MIAMI -- When he peeks out his front door, demonstrators applaud and chant his name. When he climbs on his backyard swing, the image is broadcast worldwide. His entourage limits his outings, wary of abduction.

Such is daily life for Elian Gonzalez, caught in the global spotlight like no 6-year-old before him. Even Britain's royal princes didn't have their every move recorded by TV crews each time they ventured out to play.Elian's life has seesawed during the four months since his rescue from an inner tube after his mother and 10 other Cubans drowned while trying to flee to Florida.

He was an instant celebrity among Cuban-Americans in the Miami area and has been elevated to an almost saintlike status in the eyes of some anti-Castro militants. But his Miami relatives, fearing for his safety, take him on fewer outings these days, and he is tutored at home now rather than at public school.

"He must be very flattered and enjoying the special attention, but on the other hand he must experience it as a tremendous burden," said Dr. Jon Shaw, a child psychiatrist at the University of Miami. "It must feel very good in some ways but very traumatic in other ways."

Family spokesman Armando Gutierrez said the security precautions were taken because of fears that Fidel Castro might send commandos to abduct Elian -- an allegation the Cuban government has dismissed.

"The family has taken it very seriously," Gutierrez said.

Elian is aware that his case is at a crucial stage, with his father in the United States to reclaim custody.

"He knows how big this thing is," Gutierrez said. "He looks outside, he sees 200 people with cameras. He senses that because there is more media, something is happening."

The boy's Miami relatives say Elian has tearfully pleaded not to be sent away with his father, and they have asked U.S. officials to delay any reunion until the boy can be evaluated by independent psychologists.

Despite the circumstances, Elian usually appears cheerful during his playtime in the back yard. Young cousins often play with him, and he has been seen with a dog and a couple of rabbits.

Cartoons, especially "Batman," are his favorite TV fare and are helping him make steady progress learning English, Gutierrez said.

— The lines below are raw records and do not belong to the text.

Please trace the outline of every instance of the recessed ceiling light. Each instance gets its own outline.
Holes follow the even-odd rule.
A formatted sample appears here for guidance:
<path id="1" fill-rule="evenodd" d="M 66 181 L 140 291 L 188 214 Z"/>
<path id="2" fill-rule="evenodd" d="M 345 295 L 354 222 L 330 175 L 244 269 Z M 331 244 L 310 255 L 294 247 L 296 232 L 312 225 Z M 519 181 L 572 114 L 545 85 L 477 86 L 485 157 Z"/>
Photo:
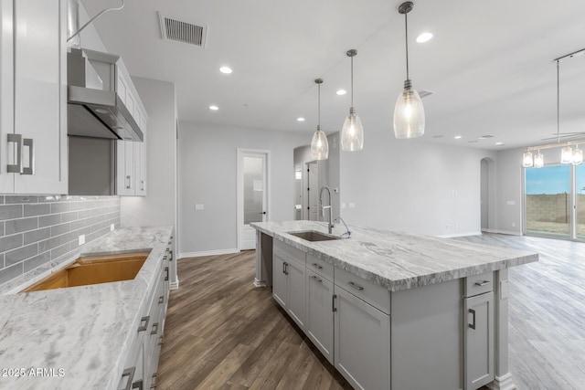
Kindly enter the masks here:
<path id="1" fill-rule="evenodd" d="M 429 42 L 431 38 L 432 38 L 432 34 L 422 33 L 419 37 L 417 37 L 417 42 L 419 43 Z"/>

"He's like a regular kid," Gutierrez said. "He'll tell you when he wants to go out, what he wants to do."

But the stress has taken its toll on the household. The cousin who has been closest to him, 21-year-old Marisleysis Gonzalez, was hospitalized this week, suffering from exhaustion, while her father, Lazaro, has been openly frustrated by the attention focused on Elian.

"What celebrity status does to someone is confuse their ability to understand their root feelings and who they are deep down -- adults and especially children," said M. Gary Neuman, a Miami psychotherapist who specializes in divorce and child-related cases.

"Hopefully, the family is saying, 'It isn't your battle -- It's OK to be a kid.' "

Dr. Lynn Ponton, a psychiatry professor at the University of California at San Francisco who made a two-week working visit to Cuba last year, said Elian may be coping with the media spotlight as well as an adult would.

"When children become celebrities not by their own choice, generally it's upsetting to them," Ponton said. "But a child's world is smaller, and he's concerned with life in that household -- the loss of his mother, his toys, his cousin. Even though he walks out of that house and all those cameras flash, kids are able to set that aside better than adults."